Ce dernier, qui est actuellement interrogé par la Special Striking Team (SST), s'est forgé une réputation d'homme de fer dans les couloirs de la Telecom Tower, à Port-Louis. En effet, plusieurs employés de la société de télécommunication nationale affirment que Vidarmen Payen a bénéficié d'une liberté totale de la direction pour décider de la manière dont les projets qui lui étaient confiés devaient être exécutés. « Malgré le fait que Mauritius Telecom était un client important qui payait cher, nous n'avions pas notre mot à dire. C'est pourquoi plusieurs projets conçus par Ergomax laissent aujourd'hui à désirer », affirme un autre employé de MT.
Un projet initié sous la direction d'Ergomax qui illustre bien les dires de nombreux employés de MT est celui du MUGA. Ce programme, qui consiste à installer plusieurs espaces sportifs à travers le pays, fait aujourd'hui l'objet de nombreuses critiques de la part du public en raison de l'état des équipements.
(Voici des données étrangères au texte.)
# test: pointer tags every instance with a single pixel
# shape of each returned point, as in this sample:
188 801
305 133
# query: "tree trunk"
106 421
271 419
Selon différentes sources consultées au niveau de la direction de MT, ainsi que certaines dénonciations faites à la police et à l’Independent Commission against Corruption (Icac), il existe un flou considérable quant aux conditions dans lesquelles MT a attribué les contrats de construction des espaces MUGA à Ergomax. Certaines sources affirment qu'il n'y a pas eu d'appel d'offres, tandis que d'autres lanceurs d'alerte déclarent qu'il y a eu plusieurs arrangements pour favoriser Ergomax. Quoi qu'il en soit, il est établi qu'Ergomax aurait perçu entre Rs 30 M et 35 M, et que la qualité de nombreux travaux laisse aujourd'hui à désirer. Certains rapports internes ont d'ailleurs attiré l'attention du conseil d'administration de MT sur le fait qu'Ergomax aurait utilisé des matériaux de mauvaise qualité dans la construction des espaces MUGA, malgré les contrats lucratifs qui lui ont été accordés.
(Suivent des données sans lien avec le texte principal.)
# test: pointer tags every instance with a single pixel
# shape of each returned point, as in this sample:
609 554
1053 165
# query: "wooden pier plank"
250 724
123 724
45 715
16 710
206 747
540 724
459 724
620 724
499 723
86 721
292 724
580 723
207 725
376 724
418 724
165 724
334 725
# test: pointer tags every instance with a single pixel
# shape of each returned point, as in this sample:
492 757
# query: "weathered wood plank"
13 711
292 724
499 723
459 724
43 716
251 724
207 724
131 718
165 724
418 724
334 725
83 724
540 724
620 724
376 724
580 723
« Le sentiment chez Mauritius Telecom est que l'essentiel était de maximiser les profits des contrats qui lui étaient attribués. Le programme MUGA était relégué au second plan », explique un cadre basé à la Telecom Tower. Les employés, normalement chargés de superviser l'avancement des travaux, ont été exclus. « Ceux qui osaient critiquer la qualité des travaux s'exposaient à des sanctions ou à des mutations », disent-ils. En d'autres termes, l'installation des équipements se faisait sans aucune supervision, et ce n'est qu'au moment de la livraison que MT pouvait constater la qualité des installations.
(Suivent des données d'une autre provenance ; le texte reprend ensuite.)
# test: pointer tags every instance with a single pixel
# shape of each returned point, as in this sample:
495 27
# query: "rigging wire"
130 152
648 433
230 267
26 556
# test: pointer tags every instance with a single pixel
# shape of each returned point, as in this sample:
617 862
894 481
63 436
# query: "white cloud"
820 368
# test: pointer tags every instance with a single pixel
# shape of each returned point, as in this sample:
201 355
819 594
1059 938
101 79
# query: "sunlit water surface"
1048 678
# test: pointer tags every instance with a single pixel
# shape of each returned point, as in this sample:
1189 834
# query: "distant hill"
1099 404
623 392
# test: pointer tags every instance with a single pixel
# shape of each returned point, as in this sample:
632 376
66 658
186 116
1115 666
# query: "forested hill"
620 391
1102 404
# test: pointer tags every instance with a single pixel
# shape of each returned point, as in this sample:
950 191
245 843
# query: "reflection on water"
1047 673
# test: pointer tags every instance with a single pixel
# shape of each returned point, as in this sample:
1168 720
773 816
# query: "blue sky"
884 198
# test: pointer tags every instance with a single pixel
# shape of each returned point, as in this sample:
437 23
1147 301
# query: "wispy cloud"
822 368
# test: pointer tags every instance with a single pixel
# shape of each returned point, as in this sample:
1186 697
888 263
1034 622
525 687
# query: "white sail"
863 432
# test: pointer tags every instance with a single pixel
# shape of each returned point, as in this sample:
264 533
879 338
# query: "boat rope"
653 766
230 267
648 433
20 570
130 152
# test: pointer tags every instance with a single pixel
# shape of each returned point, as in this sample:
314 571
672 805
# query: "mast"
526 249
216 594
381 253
En sus du projet MUGA, on apprend qu'Ergomax a également bénéficié de toutes sortes de largesses concernant les travaux d'aménagement réalisés dans différents Telecom Shops à travers le pays, ainsi que les travaux de rénovation effectués dans deux étages de la Telecom Tower à Port-Louis.
Ergomax, encore et toujours
Une source bien informée chez MT attire également l'attention sur le fait que la direction de MT a décidé, en l'espace de six ans, de changer à trois reprises l'emplacement de son magasin à Quatre-Bornes. Dans les trois cas, les contrats d'aménagement ont été accordés à Ergomax. Un autre exemple qui illustre la puissance de cette compagnie chez MT est le contrat de rénovation obtenu pour la rénovation de deux étages du quartier général de MT, estimé à Rs 200 M. « Pour mettre cela en perspective, la construction du bâtiment de Mauritius Telecom à Port-Louis a coûté la somme de Rs 600 M ». Et là encore, la qualité des travaux effectués au 15e étage laisse à désirer, selon plusieurs employés. « Le simple fait que le 15e étage n'ait pas de plafond en dit long sur ce qui a été fait », ajoutent des employés.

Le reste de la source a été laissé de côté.